In July of last season, Janssen came down with a particularly awful bout of food poisoning, and he probably came back too quickly. And looking at the mid-season splits, there’s a case to be made that it was the (negative) turning point for the rest of Janssen’s season. Let’s compare:

1st half: 22 IP, 1.23 ERA, 0 HR, 14 Ks, 1 BB, .218 wOBA against
2nd half: 23.2 IP, 6.46 ERA, 6 HR, 14 Ks, 6 BBs, .378 wOBA against

In the first half, Janssen made opposing hitters look like Austin Kearns. In the second half, they all looked like Yasiel Puig. His numbers did take a nosedive in July when he was sick, but got worse in August when one would have expected him to be feeling better (or put on the DL to recuperate). It’s impossible for anyone to really know how he was feeling, and if food poisoning actually was the main cause of Janssen’s second-half struggles. But, his velocity didn’t change from the first half to the second half, and his strikeout rate remained about the same. The uptick in walks and home runs in the second half are troubling, but maybe first-half Janssen was a fluke based on a year over year decrease in velocity (lost about .8 MPH on his fastball from 2013 to 2014)  and a decrease in strikeouts. For comparisons sake, here is an unnamed reliever’s 1st and 2nd half splits in 2014:

1st half: 37 IP, .97 ERA, 1 HR, 36 Ks, 11 BBs, .208 wOBA against
2nd half: 25 IP, 6.48 ERA, 3 HR, 23 Ks, 8 BBs, .375 wOBA against

This reliever? Rafael Soriano. There wasn’t an injury narrative to fault for his falling off a cliff bad second half, but he stunk nonetheless. Screwy things can happen in small samples, which is why we try to avoid over-analyzing them. Janssen may have just had impeccable timing, and his new true talent level as a command relief pitcher is that of a 4.00 ERA. But unlike with Soriano, there is a realistic narrative for Janssen that fits the timeline of his struggles. Here’s another 1st half/2nd half comparison

1st half:

2nd half:

While his K rate was basically the same from the first half the second half, these charts show that his whiff rates weren’t. Janssen had much more success both down and up in the zone earlier in the season in terms of swings and misses, so while his velocity was the same between the first half and second half, it appears that his stuff wasn’t.

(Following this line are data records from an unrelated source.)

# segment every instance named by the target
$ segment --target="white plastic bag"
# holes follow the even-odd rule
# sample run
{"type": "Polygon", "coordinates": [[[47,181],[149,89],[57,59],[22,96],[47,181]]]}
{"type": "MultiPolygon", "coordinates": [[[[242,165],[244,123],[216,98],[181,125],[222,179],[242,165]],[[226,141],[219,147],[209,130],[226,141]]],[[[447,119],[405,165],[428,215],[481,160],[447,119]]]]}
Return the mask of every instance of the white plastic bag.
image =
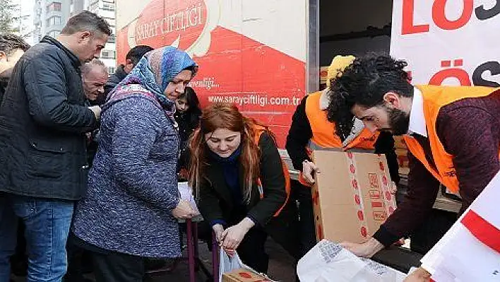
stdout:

Again, in such small samples, it’s impossible to draw any definitive conclusions. It’s true that first-half Janssen looked pretty similar to 2011-2013 Casey Janssen, while second-half Janssen looked more like Brian Bruney. It’s reasonable to look at the splits and say that Janssen’s bout with food poisoning ruined what looked to be a promising season. It’s also reasonable to look at his decrease in velocity and strikeout rate and think this was money not well spent. But for a paltry (in the context of the MLB) five million dollars, it’s not that much money anyways, so why the hell not?